Annual Contract
You commit to the subscription for a full year. Often required for the lowest advertised price. Be careful with auto-renewal clauses — many contracts renew automatically unless you cancel 30-90 days before the end date.
Credit-Based Pricing
You purchase a pool of credits and spend them as you use the product — each export, lookup, or action consumes credits. Credits often expire monthly with no rollover, meaning unused credits are lost. Check whether different actions cost different credit amounts, as this can make true cost hard to predict.
Data Enrichment
The process of appending additional information to existing records — adding phone numbers to a contact list, or firmographic data to a company record. Enrichment tools pull from proprietary databases or aggregate multiple sources.
Flat-Rate Pricing
One fixed price for access to the product, regardless of how many users or how much you use it. Simple to budget for, but often comes with usage caps or export limits buried in the fine print.
Free Plan
A permanently free tier with limited features or usage. Different from a free trial — there's no expiration date. Free plans are often used as lead generation tools and may have significant limitations that push you toward paid tiers.
Free Trial
Temporary access to a paid plan, usually 7-30 days.
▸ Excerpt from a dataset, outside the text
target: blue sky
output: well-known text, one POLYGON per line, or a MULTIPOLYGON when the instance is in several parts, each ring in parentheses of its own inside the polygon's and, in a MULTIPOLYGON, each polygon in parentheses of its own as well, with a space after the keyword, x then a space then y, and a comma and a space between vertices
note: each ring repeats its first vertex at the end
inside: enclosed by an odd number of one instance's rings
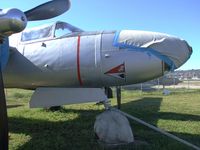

Lets you evaluate the full product before committing. Some trials require a credit card upfront and auto-convert to paid if you don't cancel.
Firmographics
Descriptive attributes of a company — industry, employee count, revenue, location, technology stack. The B2B equivalent of demographics. Used to filter prospecting lists and define ideal customer profiles.
Intent Data
Signals that indicate a company or person is actively researching a topic or category — typically derived from web browsing behavior, content consumption, or search activity. Used to prioritize outreach toward buyers who are in-market right now.
Minimum Commitment
A floor on what you must spend or how many seats/credits you must purchase, regardless of actual usage. Common in enterprise contracts. A tool with a $500/month minimum is not a $500/month tool for a team that only needs $200 worth of value.
Overage Fee
A charge applied when you exceed the limits of your plan — extra exports, API calls, seats, or contacts. Overage rates are often significantly higher per unit than your base plan rate, so it's worth knowing the ceiling before you hit it.
Per-Seat Pricing
You pay a fixed monthly fee for each user who accesses the software. The total cost scales directly with your team size. Common in CRM and sales tools — watch for minimums that force you to buy more seats than you need.
Quote-Only Pricing
No published pricing — you must contact sales to get a number. Common with enterprise software. Prices are negotiable but the process is slow, and you have no baseline to negotiate from without doing your homework first.
Technographics
Data about the technology a company uses — which CRM, marketing automation, cloud provider, etc. Useful for targeting companies that use complementary tools or are likely candidates to switch from a competitor.
Usage-Based Pricing
Your bill is determined by how much you actually use the product — API calls, records processed, emails sent, etc. Costs can be unpredictable month to month, especially during growth phases or one-off campaigns.